Where to see artefacts from Xerxes’ reign
- Persepolis, Iran. The terrace preserves the Gate of All Nations with Xerxes’ trilingual inscriptions and the remains of the Hadish palace.
- Ganjnameh, near Hamadan, Iran. Two monumental trilingual rock inscriptions, one of Darius and one of Xerxes, carved into Mount Alvand.
- Van Fortress, Türkiye. The high-set trilingual Xerxes inscription on the cliff of Van Castle, begun as a niche by Darius and completed under Xerxes.
- The Met, New York. Jar with the name of Xerxes the Great in four languages, an Egyptian alabaster vessel inscribed with “Xerxes, Great King.”
- British Museum, London. Calcite jar fragment with Xerxes’ quadrilingual titulature, and related Achaemenid court pieces.
- Louvre, Paris. Frieze of Archers from Darius’ palace at Susa, a key comparator for Achaemenid guard costume, arms and parade imagery seen under Xerxes.
- ISAC (Oriental Institute), Chicago. Colossal bull head capital from Persepolis’ Hundred-Columns Hall, a signature element of the architectural setting completed across Xerxes’ reign and after.
Latest archaeology and conservation
- Mount Athos canal confirmation. Recent surveys and remote sensing renewed confidence in the line, width and depth of Xerxes’ Athos canal.
- New inscription fragment at Persepolis. In 2022, curators identified a fragmentary Elamite inscription attributed to Xerxes among reserve holdings.
- Persepolis conservation, 2025. Iranian authorities reported restoration work resuming on the Apadana precinct and associated royal monuments, part of ongoing site management that includes areas linked to Xerxes’ court.
- Material culture of war.

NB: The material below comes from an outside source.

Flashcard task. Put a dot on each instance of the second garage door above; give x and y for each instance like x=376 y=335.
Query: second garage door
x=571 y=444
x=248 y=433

The Persepolis Treasury excavations remain a touchstone for Achaemenid arms, with published finds of iron weapons and scale armour fragments.
Xerxes’ legacy in perspective
Xerxes ruled at the scale of an empire that touched three continents. In Greece he failed to secure a decisive strategic outcome, yet the campaign reshaped Athenian and Spartan politics and forged a durable Greek memory of Persian power. At home his building works, inscriptions and ritual court life sustained the Achaemenid image of universal kingship. The stones of Persepolis, the cliff texts at Ganjnameh and Van, and the small, exquisite jars carrying his name still carry that message.